Yüksek teknolojiye dayalı üretim yapan firmaları bünyesinde toplayan ve pazarlama çalışmalarını da aynı yönde gerçekleştiren ESBAŞ’ın genişleme alanında bilişim ve yazılım sektörleri başta olmak üzere katma değerli üretim yapan firmaları bölgeye çekme hedefleri olduğunu söyleyen Güler, 172 firmada 21 bin 300 kişi istihdam eden Ege Serbest Bölgesinin  ihracatta önemli rakamlara imza attığını belirterek, “Türkiye’de ihracatın kilogram fiyatı son üç yılda ortalama 1,33 dolar olurken, Ege Serbest Bölgesinde ihracatın kilogram fiyatı son üç yıl verilerine göre ortalama 8,92 dolar olarak gerçekleşti” bilgisini verdi.

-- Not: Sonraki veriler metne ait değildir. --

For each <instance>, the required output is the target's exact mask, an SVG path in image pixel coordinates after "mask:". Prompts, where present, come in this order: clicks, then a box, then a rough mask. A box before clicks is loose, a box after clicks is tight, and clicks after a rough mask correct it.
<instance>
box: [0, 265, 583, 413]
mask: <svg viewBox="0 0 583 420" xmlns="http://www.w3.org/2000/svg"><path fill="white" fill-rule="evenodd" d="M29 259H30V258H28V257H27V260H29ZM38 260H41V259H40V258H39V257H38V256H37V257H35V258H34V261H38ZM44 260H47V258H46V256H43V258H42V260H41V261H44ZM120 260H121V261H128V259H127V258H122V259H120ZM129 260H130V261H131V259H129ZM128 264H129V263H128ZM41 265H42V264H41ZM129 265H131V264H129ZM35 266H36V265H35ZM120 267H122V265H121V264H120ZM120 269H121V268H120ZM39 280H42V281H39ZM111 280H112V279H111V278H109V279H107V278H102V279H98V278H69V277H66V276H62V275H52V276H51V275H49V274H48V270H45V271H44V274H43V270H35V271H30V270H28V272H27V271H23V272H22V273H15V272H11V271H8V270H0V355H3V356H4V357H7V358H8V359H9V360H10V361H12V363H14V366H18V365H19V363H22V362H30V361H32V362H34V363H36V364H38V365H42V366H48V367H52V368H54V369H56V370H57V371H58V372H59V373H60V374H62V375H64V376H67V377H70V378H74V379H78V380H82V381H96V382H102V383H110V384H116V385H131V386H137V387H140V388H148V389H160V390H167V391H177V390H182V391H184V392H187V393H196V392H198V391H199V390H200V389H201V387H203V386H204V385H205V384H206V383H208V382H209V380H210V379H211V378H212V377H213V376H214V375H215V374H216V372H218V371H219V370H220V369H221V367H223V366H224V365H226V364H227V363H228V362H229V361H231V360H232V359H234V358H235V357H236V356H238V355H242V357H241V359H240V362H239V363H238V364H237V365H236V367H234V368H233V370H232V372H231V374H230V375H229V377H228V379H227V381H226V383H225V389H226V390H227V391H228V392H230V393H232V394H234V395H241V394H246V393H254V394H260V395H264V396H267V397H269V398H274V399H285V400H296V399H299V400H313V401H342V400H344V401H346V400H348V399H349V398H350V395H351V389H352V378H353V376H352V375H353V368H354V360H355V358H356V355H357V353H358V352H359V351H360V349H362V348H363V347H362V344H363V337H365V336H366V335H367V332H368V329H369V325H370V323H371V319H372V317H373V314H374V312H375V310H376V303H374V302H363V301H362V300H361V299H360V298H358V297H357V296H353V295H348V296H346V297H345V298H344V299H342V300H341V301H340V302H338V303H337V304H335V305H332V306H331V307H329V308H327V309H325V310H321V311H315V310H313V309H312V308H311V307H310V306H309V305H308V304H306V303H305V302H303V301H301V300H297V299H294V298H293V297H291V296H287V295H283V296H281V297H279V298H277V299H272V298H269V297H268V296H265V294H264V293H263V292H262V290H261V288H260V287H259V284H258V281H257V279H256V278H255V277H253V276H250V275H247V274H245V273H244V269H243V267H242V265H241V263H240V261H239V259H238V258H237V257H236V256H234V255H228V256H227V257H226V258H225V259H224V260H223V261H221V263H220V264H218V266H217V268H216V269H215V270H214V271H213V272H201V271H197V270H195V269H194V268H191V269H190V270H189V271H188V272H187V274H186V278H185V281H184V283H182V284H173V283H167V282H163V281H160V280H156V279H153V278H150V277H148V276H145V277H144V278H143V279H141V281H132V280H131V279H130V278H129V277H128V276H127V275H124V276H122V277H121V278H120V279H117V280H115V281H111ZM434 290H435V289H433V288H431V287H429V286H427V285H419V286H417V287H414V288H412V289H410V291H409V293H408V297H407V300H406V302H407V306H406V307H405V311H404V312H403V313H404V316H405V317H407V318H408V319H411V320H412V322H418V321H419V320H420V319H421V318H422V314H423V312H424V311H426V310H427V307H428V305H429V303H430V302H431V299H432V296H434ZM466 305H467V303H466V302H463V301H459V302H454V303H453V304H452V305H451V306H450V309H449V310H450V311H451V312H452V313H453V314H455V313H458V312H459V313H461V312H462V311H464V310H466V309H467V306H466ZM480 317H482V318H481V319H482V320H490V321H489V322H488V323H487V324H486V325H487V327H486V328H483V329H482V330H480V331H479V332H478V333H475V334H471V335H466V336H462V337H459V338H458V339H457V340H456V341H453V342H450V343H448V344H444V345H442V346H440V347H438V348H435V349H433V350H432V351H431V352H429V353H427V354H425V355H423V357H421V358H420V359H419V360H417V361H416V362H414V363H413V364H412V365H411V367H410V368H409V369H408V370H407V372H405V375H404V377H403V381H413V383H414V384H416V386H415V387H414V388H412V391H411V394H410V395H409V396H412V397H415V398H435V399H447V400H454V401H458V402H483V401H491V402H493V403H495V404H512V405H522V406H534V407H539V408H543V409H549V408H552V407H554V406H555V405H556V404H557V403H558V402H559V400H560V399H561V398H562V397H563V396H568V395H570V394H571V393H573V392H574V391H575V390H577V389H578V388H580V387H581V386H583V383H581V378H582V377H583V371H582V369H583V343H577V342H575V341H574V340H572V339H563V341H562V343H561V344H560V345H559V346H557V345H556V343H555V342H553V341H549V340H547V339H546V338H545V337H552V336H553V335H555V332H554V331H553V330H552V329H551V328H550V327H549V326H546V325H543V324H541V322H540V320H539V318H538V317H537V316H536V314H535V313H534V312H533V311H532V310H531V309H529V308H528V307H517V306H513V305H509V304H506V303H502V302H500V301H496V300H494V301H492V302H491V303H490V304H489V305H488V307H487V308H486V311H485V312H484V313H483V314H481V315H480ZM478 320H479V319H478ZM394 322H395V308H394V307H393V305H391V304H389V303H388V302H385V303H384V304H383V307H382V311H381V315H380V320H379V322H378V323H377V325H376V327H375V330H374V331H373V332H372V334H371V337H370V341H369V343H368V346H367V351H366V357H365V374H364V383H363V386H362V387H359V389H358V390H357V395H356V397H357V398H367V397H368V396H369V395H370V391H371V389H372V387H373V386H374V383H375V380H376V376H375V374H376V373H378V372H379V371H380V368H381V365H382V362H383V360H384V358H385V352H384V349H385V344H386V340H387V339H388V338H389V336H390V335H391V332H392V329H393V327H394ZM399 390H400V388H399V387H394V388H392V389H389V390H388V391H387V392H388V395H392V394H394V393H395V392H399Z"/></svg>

Mükemmellik yolculuğu ödüllerle dolu

Ege Serbest Bölgesi, bünyesinde üretilen ileri teknolojili ürünler sayesinde ülke ve kent ekonomisine büyük katkı sağlıyor. Ege Serbest Bölgesi, 500 kişilik uzman kadrosuyla kurucusu olan ESBAŞ’ın başarılı çalışmaları sayesinde, KalDer tarafından verilen ‘Türkiye Mükemmellik Ödülü’nü alan ilk serbest bölge oldu. 2021 yılında PERYÖN’den ‘İnsana Değerde Liderlik Büyük Ödülü’nü alan ESBAŞ, son 3 yıldır da Great Place to Work tarafından Türkiye’nin en iyi işvereni olarak seçiliyor. Otomotiv, havacılık, savunma sanayi, yazılım, bilişim, gıda, elektronik, makine ve tekstil sektörlerinin yoğun olduğu bölge, yerli ve yabancı firmaların dünya pazarlarına erişiminde büyük avantajlar sunuyor.

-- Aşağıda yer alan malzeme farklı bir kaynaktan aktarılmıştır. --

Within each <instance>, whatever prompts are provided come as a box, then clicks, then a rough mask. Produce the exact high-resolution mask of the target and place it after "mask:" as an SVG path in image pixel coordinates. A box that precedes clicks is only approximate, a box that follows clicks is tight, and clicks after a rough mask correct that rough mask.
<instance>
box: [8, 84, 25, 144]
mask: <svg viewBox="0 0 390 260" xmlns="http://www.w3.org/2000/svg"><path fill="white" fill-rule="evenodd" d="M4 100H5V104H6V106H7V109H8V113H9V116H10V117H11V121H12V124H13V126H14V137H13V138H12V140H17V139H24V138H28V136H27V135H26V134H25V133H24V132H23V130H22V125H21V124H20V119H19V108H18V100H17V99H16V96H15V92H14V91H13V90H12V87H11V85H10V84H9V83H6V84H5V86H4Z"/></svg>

ESB, yeşil mutabakata uyumu arttırıyor

Dr. Faruk Güler, Ege Serbest Bölgesinin, iklim krizi ile birlikte yeşil mutabakat gibi politika çerçevelerine uyumlu yönetilen bölgeleri tercih eden yatırımcıların ilgisini daha çok çekmeye başladığını belirterek, şunları söyledi: “Çünkü ESBAŞ olarak uzun yıllardır Ege Serbest Bölgesinde çevreyi koruyan uygulamaları hayata geçiriyoruz. 2015-19 döneminde Türkiye’ye gelen uluslararası doğrudan yatırımların yüzde 58,4’ünü AB’li firmaların getirdiğini ve ülkemizin ihracatının yüzde 50,9’unun bu ülkelere yapıldığını dikkate alacak olursak, Türkiye’nin de çevreyle uyumlu yatırım politikaları geliştirmek zorunda olduğunu görürüz. Biz su tüketimini azaltmaktan, yenilenebilir enerji kullanmaya, sıfır atık uygulamasından, doğayı kirletici faaliyetlere bölgede izin vermemeye kadar çevre konusunda gerçekleştirdiğimiz birçok yatırımla Ege Serbest Bölgesini, çok önceden Avrupa Yeşil Mutabakat kriterlerine uygun yönetilen örnek bir endüstri bölgesi haline getirmeyi başardık. Bu yatırımlarımızı Ege Serbest Bölgesini Yeşil Mutabakata tam uyumlu hale getirinceye kadar devam ettirmeye kararlıyız.”